Concentrations of this type generally occur as a result of water dripping onto a hot metal surface which allows the water to boil off and the solution to concentrate.
E12-1
In order to ensure that future adjustments in boron concentrations are addressed, TVA initiated PER 03-012985-000 addressing the need to consider the exposed base metal whenever adjustments to the maximum allowable boron concentrations are made for the RCS or the accumulators.
As further background information, the following is an outline of the reviews that were performed when the accumulator flaws were initially documented in the TVA corrective action program in 1992:
NRC initially reviewed the accumulator issue as part of the inspection activities documented in Inspection Report 390/92-38 dated November 30, 1992. The issue was subsequently reviewed by NRC and discussed in Inspection Report 390/93-02 dated February 3, 1993, and documented as Inspector Follow-up Item (WI) 390/93-02-01.

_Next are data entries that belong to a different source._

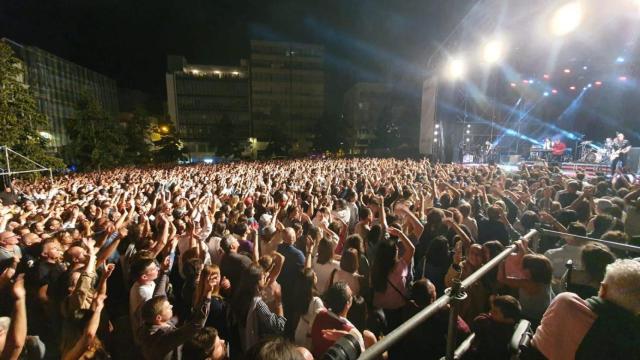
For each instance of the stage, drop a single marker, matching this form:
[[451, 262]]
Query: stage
[[568, 168]]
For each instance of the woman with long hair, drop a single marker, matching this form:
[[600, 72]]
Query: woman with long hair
[[309, 305], [218, 309], [389, 276], [355, 242], [348, 271], [252, 316], [534, 290], [324, 264]]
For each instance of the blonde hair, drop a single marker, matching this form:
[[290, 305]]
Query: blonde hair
[[623, 284]]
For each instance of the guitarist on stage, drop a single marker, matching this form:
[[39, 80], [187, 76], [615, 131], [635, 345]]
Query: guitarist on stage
[[621, 147]]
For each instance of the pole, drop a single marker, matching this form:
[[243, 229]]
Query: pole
[[457, 296], [6, 155], [610, 244]]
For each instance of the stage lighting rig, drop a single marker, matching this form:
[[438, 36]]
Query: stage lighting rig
[[493, 51], [567, 18], [456, 68]]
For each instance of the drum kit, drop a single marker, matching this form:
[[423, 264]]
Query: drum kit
[[590, 153]]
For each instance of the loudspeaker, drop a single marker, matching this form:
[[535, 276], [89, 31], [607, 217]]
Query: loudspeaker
[[633, 160]]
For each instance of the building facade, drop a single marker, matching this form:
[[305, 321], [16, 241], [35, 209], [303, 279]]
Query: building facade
[[209, 104], [364, 104], [287, 89], [59, 84]]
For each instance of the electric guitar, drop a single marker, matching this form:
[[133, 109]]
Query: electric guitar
[[616, 153]]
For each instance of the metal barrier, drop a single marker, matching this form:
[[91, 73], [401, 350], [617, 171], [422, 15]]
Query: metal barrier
[[452, 296], [464, 346], [610, 244]]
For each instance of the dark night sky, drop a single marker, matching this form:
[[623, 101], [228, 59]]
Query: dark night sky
[[129, 40]]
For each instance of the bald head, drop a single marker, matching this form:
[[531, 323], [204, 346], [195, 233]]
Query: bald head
[[8, 238], [30, 239], [289, 236]]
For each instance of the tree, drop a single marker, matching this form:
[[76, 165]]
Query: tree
[[333, 132], [95, 140], [169, 148], [20, 119], [138, 132], [386, 132], [280, 143]]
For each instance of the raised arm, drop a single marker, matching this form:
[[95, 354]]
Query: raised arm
[[17, 334], [409, 249]]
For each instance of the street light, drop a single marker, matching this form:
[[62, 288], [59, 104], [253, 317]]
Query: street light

TVA met with NRC on April 14, 1993, to discuss the cladding issue. TVA provided information regarding the issue in letters dated April 16, 1993 and August 3, 1993.
Based on this information, NRC issued a Safety Evaluation (SE) dated November 30, 1993, approving TVA's proposed disposition of the cladding issue. The IFI was closed (corrective actions accepted) by NRC in Inspection Report 390/93-84 dated December 21, 1993.